Audio logo
Tres segundos que dicen de quién es el anuncio.
Qué tiene que cumplir
Propio
Que no pueda pertenecer a nadie más. Un audio logo construido con sonidos genéricos es un audio logo que otro puede aproximar.
Repetible
Que funcione igual al final de un comercial de cine, en una notificación de aplicación, en una espera telefónica y en un video vertical de seis segundos. Es el requisito que más se descuida y el que más audio logos ha vuelto inservibles: se diseñan para un contexto y no sirven en los demás.
Memorable
Que se pueda reconocer después de pocas exposiciones y reproducir mentalmente sin esfuerzo.
Cuatro maneras de construirlo
Melódico
Una secuencia corta de notas. Es el enfoque más probado: una melodía clara se recuerda con facilidad, se puede reorquestar en cualquier género sin perder identidad, y admite versiones para distintos contextos conservando el núcleo. Es el que mejor rinde en pruebas de recordación.
Tímbrico
Construido con textura y diseño sonoro en lugar de melodía. Produce una sensación más que una tonada. Funciona bien para marcas de tecnología y entretenimiento, donde interesa más la atmósfera que la memorabilidad de una línea musical.
Semántico
Incluye el nombre de la marca cantado o pronunciado. Es el más directo para atribución: quien lo escucha sabe exactamente de quién es, sin ambigüedad. Es especialmente útil para marcas nuevas o poco conocidas.
Simbólico
Cuenta algo sobre la marca sin usar palabras. Un sonido que sugiere apertura, velocidad, precisión o cuidado. Es el más difícil de acertar y el que más diferencia cuando funciona.

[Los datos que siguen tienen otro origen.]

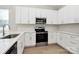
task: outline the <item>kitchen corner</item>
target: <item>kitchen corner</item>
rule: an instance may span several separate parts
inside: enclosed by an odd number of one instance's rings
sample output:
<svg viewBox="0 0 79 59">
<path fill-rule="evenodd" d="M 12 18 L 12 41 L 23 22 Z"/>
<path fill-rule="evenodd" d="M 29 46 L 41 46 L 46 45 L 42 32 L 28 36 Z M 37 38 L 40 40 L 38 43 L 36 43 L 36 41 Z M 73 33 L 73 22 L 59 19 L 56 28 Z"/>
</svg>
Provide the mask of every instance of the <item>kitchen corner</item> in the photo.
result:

Estas categorías no son excluyentes. Un audio logo puede ser melódico y semántico a la vez, o tímbrico y simbólico. La decisión de por dónde ir es estratégica, no estética, y depende de qué necesita la marca: si le falta reconocimiento de nombre, si compite en una categoría saturada, o si tiene que sonar distinta a todo lo demás.
El error más común
Encargarlo, estrenarlo y dar el trabajo por terminado.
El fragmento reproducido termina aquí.